Grant Ehlenfeldt was hooked on fishing at an early age.
As a 12-year-old, he won a national fly-tying competition in New York. In high school, he competed in the 2014 National High School Bass Fishing Championships in Tennessee with New Richmond teammate Charlie L’Allier.
While attending UW-Platteville, Ehlenfeldt competed for his school in the FLW College Fishing Central Conference and competed in the 2016 FLW College Fishing National Championship in South Carolina. In all, he competed in five national championship tournaments while in college, the most ever by a Platteville student.
Ehlenfeldt graduated from Platteville in 2019 with a degree in mechanical engineering. Since graduating he’s been working in the engineering field, recently starting a new position with Polaris in Osceola.
Ehlenfeldt has also continued to fish competitively. He’s got at least one tournament scheduled for nearly every weekend this summer. He’s already notched a highlight to the summer that will be difficult to top. He and his fishing partner, Adam Neu, won the championship at the 32nd annual 2022 North American Bass Challenge Sturgeon Bay Open.
Neu was a college teammate of Ehlenfeldt’s at Platteville. Their 10 bass caught over the two days in early May totaled 52 pounds, 12 ounces, topping their nearest competitors in the 142-team field by 11 ounces. The total prize package they won, including a fishing boat which they sold, topped $41,000, which they split.
Ehlenfeldt gave Neu, who is a Sturgeon Bay native, much of the credit for their win. Neu fished in the Sturgeon Bay Open since he was 11, learning from his father, who was a professional walleye fisherman. Ehlenfeldt said Neu studied the migration patterns of the female bass coming into the shallow water from Lake Michigan to spawn, so they had a good idea on the water depths and temperatures to fish.
“This was very special, especially to Adam,” Ehlenfeldt said. “His career is fishing right now. That’s something I’d like to get to.”
Ehlenfeldt said they plan to compete at Sturgeon Bay again next year, in hopes of defending their title.
Ehlenfeldt credits his dad and his grandfather for getting him interested in fishing at a young age. His grandfather gave him his first fly-tying kit. He was strictly a fly fisherman until he reached high school. That’s when he was encouraged to join the junior division of the Indianhead Bassers, a bass fishing club based in New Richmond.
“As soon as I picked up a bass rod, I never touched a fly rod since then,” Ehlenfeldt recalled. “The competition aspect sucked me right in.”
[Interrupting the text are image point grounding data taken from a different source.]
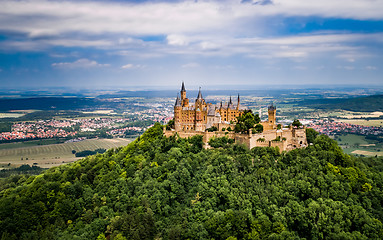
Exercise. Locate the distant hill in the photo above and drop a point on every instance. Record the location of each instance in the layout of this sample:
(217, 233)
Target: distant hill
(53, 103)
(360, 104)
(171, 188)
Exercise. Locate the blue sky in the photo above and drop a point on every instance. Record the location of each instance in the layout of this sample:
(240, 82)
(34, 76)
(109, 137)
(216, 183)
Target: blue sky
(128, 44)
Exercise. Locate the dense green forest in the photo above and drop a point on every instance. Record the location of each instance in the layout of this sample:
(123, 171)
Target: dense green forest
(171, 188)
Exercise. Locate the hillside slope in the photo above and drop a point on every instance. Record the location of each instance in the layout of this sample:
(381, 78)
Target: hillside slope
(168, 188)
(360, 104)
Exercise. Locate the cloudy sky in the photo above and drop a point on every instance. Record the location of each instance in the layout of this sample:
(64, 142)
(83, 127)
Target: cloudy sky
(107, 44)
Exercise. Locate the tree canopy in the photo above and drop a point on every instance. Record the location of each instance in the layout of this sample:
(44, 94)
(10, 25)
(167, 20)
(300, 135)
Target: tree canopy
(246, 122)
(171, 188)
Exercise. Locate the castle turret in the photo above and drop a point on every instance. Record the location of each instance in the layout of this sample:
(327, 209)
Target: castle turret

That led to Ehlenfeldt being part of the first fishing team at New Richmond High School in 2014, where he and L’Allier qualified for state and for nationals.
Ehlenfeldt said he feels fortunate to live in this area, where there are so many lakes and they all offer different fishing conditions. Ehlenfeldt said he plans to buy his own fishing boat in October to help him work toward his goal in fishing.
“I’ve got a three-year plan of what I’d like to do. (Buying the boat) would be a big stepping stone in making this a full-time career,” he said. “Everything driving me is to compete in bass fishing tournaments.”